A sample-size floor is the minimum amount of data (balls, fixtures, or deliveries) a player or split must accumulate before CricketStudio will treat a metric as signal rather than noise. Floors prevent misleading "best strike rate" claims built on a handful of balls.

Why This Matters

A batter who faced 6 balls and hit 3 sixes has a strike rate of 300 — but that number tells you almost nothing about ability. Floors make sure rankings and comparisons reflect sustained performance, not small-sample flukes.

The Floors

Context Minimum sample Applies to
Batting rate metrics ≥ 30 balls faced strike rate, average, boundary %
Bowling rate metrics ≥ 15 balls bowled economy, bowling strike rate, dot-ball %
Phase-specific splits ≥ 15 balls in that phase powerplay / middle / death splits
Venue effects ≥ 3 fixtures at the venue chase bias, par-score claims
Head-to-head (batter vs bowler) ≥ 5 deliveries faced H2H records

These thresholds are CricketStudio doctrine; they are reflected here verbatim, not invented.

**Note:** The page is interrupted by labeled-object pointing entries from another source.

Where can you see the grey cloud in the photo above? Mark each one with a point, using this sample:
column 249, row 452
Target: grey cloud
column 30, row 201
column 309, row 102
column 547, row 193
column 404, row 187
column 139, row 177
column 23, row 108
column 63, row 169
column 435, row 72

Below a floor, CricketStudio suppresses the ranked claim rather than publishing a misleading one.

Edge Cases

  • A player above the season floor may still be below a phase floor — report the phase split as "insufficient sample" rather than computing a rate.
  • Counting stats (total runs, total wickets) have no floor — they are facts, not rates.
  • Floors are applied per scope: a player can qualify for an IPL 2026 ranking but not for a single-venue ranking in the same season.

Agent Guidance

  • Before quoting any rate (SR, economy, average), confirm the relevant floor is met.
  • If a number sits below the floor, say so explicitly and do not rank on it.
  • Always state the actual sample (e.g. "over 407 balls") alongside the rate.